CHello54Doc* pDoc = GetDocument();

ASSERT_VALID(pDoc);

// TODO: add draw code for native data here

}

 

It is our present aim to understand this code snippet thoroughly, even though it does nothing visible.

 

• When is it called?

• Who or what calls it?

• What is a CDC?

• What is GetDocument and why is it called?

• What is ASSERT_VALID?

 

 

We will take the easy questions first.

 

• ASSERT_VALID is in all caps because it is #-defined. It is a macro. A macro works like a #-defined constant except it takes an argument. This particular macro makes some checks to see if pDoc looks like a valid pointer to a CDocument object. For example, NULL won't pass this test. In case the test does not succeed, ASSERT_VALID will cause the program to exit, outputting some kind of informative message about what went wrong.

• As the code is, it won't fail, because GetDocument has just returned a pointer to the (one and only) document. In an SDI application there is always one and only one document. If you close it, the application exits. If you open another file, the contents of the document are replaced with new contents, but the document is not destroyed and re-created.

• OnDraw is called in response to the WM_PAINT message.

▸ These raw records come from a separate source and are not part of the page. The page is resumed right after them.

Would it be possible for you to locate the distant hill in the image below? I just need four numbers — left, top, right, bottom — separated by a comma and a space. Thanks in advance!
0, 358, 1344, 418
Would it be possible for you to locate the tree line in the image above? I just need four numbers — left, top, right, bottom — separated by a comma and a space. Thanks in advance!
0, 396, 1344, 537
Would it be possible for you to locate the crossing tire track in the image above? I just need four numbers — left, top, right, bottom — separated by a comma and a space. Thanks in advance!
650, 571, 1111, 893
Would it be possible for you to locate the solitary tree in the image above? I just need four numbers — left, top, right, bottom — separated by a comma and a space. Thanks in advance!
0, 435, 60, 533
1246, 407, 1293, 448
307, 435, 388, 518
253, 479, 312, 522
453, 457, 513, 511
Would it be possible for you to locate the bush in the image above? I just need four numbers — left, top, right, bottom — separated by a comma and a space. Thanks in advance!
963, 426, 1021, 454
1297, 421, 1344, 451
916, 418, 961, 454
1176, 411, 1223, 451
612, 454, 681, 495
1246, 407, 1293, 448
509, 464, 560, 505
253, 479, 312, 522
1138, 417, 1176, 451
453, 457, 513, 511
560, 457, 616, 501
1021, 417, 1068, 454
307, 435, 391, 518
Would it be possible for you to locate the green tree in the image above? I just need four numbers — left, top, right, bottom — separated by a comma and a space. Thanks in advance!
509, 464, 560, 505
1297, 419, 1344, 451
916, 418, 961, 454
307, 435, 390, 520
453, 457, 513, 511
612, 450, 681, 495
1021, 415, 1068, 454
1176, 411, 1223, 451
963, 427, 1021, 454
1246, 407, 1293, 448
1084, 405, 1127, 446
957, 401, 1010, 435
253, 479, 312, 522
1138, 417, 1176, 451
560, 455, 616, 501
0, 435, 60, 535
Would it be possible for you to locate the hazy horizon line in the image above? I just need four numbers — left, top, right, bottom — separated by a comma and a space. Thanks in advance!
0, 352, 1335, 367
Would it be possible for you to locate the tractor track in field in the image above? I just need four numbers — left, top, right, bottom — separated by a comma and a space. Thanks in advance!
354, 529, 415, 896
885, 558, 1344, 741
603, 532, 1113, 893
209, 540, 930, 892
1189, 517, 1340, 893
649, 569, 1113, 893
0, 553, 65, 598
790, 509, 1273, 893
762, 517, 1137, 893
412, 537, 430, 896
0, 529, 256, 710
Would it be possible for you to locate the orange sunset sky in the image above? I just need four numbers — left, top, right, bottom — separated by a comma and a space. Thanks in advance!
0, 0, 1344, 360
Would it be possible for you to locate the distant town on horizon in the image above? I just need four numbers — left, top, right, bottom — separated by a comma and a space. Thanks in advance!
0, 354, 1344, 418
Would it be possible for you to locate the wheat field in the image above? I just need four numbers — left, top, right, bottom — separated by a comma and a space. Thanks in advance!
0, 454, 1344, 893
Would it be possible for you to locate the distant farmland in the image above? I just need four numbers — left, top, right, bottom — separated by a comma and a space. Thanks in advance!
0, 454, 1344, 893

This message is sent to your program when the system finds that your window (or part of it) needs repainting. It is called by the WinMain somewhere in the guts of MFC (somewhere in mfc.dll), when the WM_PAINT message is received.

• Now for the hardest of the questions: What is a CDC?

 

DC stands for "device context". The first C is just the "signature" of MFC--all MFC classes begin with "C". In the Windows API (or SDK in the textbook's terminology) you would manipulate a DC by an identifying number called its "handle". That would be an HDC. In MFC, an HDC is a member variable of the CDC class, and device contexts are manipulated by "wrapping" them in an object of class CDC. There are many member functions of the CDC class which produce graphic output. For example, the method TextOut is used to write a string at a specific location.

 

The code that calls OnDraw (which you don't see, it's in mfc.dll somewhere) first calls BeginPaint to get an HDC. Then it wraps that HDC in an object of type CDC (that is, it creates an object of type CDC and stores the HDC in a member variable of that object). It passes a pointer to this CDC as the actual parameter of OnDraw. You get to work with this CDC in the code you add to OnDraw. After OnDraw exits, the code that called it can "delete" the HDC--as an MFC programmer, you are not responsible for that detail.

 

In Friday's lab, you will add some code to OnDraw and produce a customized Windows program. For example:

 

/////////////////////////////////////////////////////////////////////////////

// CHello54View drawing

 

void CHello54View::OnDraw(CDC* pDC)

{

CHello54Doc* pDoc = GetDocument();

ASSERT_VALID(pDoc);

// TODO: add draw code for native data here

pDC->TextOut(5,5,"Hello World");

 

}

 

 

The upper left corner of the text will be at pixel coordinates (5,5).

These are "client coordinates"-- (0,0) is at the upper left corner of the client area of the window. This text will be printed in a default size and default font.